We absolutely loved Colombia, and during the nearly seven weeks we spent there, it continued to surprise us. Who knew Colombia has mountains higher than those in the the Canadian Rockies, snowy volcanos, gorgeous beaches, modern metropolitan cities, quaint little towns, beautiful coffee fincas (well, I guess I sort of suspected this one), etc., etc., etc., all so diverse and all within a relatively short travelling distance from one another? I certainly didn't.

We also loved the Colombian culture and learning about Colombia's devastating and somewhat recent political strife. The following is an old saying about Colombia, which I think is very fitting:
When God was creating the world, He put gold into South Africa, some was left over, so He threw it into Colombia. He put coal into Appalachia, but there was some left over, so He threw it into Colombia. Then God distributed minerals like Iron and Nickel, again there were some left over, so He threw them into Colombia. Brazil received tropical fruits and Emeralds, there were some of these left over too, so He threw them into Colombia. The Middle East got a pot full of oil; the remainder God poured into Colombia. Flowers went into the South Pacific islands, there were some of these left over as well, so He threw them into Colombia. "Wait a minute," a watching angel said to God. "Do you realize that you’re making Colombia one of the most powerful nations on earth?" "Yes," God replied, "but don’t worry, I haven’t given them their politics yet.
I think that Kevin's blog posts and our pictures have done a good job of describing our time in Colombia, but I thought I would summarize our time there in the form of the following list entitled, the "Top 3 Things Kevin Missed":

1. People

As a whole, the Colombian people seemed to be incredibly friendly, vibrant and full of life. Seeing individuals singing to themselves and dancing as they walk down the street was not an uncommon sight. At first, we would find ourselves, with our North American levels of modesty, feeling somewhat embarrased when viewing these level of gregariousness, but have grown to love it, and I know it is this type of transparent "love of life" that we will miss when we return home.

Although the majority of the people we encountered seemed happy, we could also tell that Colombia's huge levels of poverty and recent political struggles have taken their toll on many. The levels of poverty we experienced were alarming and we were shocked at how many people we spoke with asked us how they could get a VISA to move to Canada as wanted to "get out". Very sad.

2. Food

We were a bit torn on the food situation in Colombia. While we absolutely loved, and will miss, some of the local foods, others left something to be desired. The cheap access to tropical fruits was more than I have experienced on any of my travels, including the time I spent in South-East Asia, so that was a definite plus. Also, a lot of the street eats were pretty good (although we did tire of them, arepas (corn and flour patties stuffed with cheese, chicken, etc.) provided us with numerous budget dinners). Another pro were the desserts. My absolute favourite treat was a cookie made of nothing but arequipe (caramel) and coconut... unreal.

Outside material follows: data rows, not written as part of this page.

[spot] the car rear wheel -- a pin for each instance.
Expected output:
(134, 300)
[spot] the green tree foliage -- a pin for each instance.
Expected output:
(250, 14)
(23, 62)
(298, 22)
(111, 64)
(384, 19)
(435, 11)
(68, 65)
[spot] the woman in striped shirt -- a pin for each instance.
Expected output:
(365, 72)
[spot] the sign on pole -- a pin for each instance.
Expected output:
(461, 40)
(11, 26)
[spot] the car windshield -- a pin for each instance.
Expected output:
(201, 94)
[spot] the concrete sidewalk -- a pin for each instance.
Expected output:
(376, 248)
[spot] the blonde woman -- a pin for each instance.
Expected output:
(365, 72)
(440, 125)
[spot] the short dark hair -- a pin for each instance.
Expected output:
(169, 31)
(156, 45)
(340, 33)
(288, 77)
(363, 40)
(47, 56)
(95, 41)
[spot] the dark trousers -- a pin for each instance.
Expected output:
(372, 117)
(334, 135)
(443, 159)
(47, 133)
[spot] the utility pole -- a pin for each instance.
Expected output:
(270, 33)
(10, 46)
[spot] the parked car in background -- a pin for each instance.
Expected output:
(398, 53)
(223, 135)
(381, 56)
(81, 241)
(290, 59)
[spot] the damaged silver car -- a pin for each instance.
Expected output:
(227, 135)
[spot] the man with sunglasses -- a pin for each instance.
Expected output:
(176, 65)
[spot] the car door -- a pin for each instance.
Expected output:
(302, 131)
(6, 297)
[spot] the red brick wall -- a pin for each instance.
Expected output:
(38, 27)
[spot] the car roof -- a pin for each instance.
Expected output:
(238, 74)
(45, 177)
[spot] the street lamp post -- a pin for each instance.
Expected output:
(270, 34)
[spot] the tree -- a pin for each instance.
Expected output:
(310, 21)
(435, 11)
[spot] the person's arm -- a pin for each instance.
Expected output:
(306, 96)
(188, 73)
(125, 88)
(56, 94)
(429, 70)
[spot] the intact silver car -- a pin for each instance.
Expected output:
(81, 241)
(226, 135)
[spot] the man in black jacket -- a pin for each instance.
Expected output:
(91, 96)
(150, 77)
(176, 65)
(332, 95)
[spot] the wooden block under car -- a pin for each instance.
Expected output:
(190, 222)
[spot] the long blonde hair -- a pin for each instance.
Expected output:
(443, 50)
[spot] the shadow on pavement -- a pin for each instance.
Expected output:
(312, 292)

That is about where the good ends. Colombians love to deep fry everything and anything and it is not uncommon to have four starches (all deep-fried) in a single plated meal. Even Kevin, who back home thinks of fried foods as somewhat of a treat, has said he never wants to see anything deep fried again. We are now in Peru and already notice the numbers of street-side pots of boiling oil are sharply reduced.

3. Our Favourites

Our top three favourite places/experiences in Colombia would have to be, in no particular order, our time in Bogota, Salento and the Lost City Trek.

Bogota is such a diverse city, where you can walk down the same street and be surprised by how modern it is and then a few steps later, saddened by signs of poverty. We also liked "living" in a city for more than a few weeks, where the people at our favourite markets would recognize us, and where we could explore different neighborhoods and meet numerous people.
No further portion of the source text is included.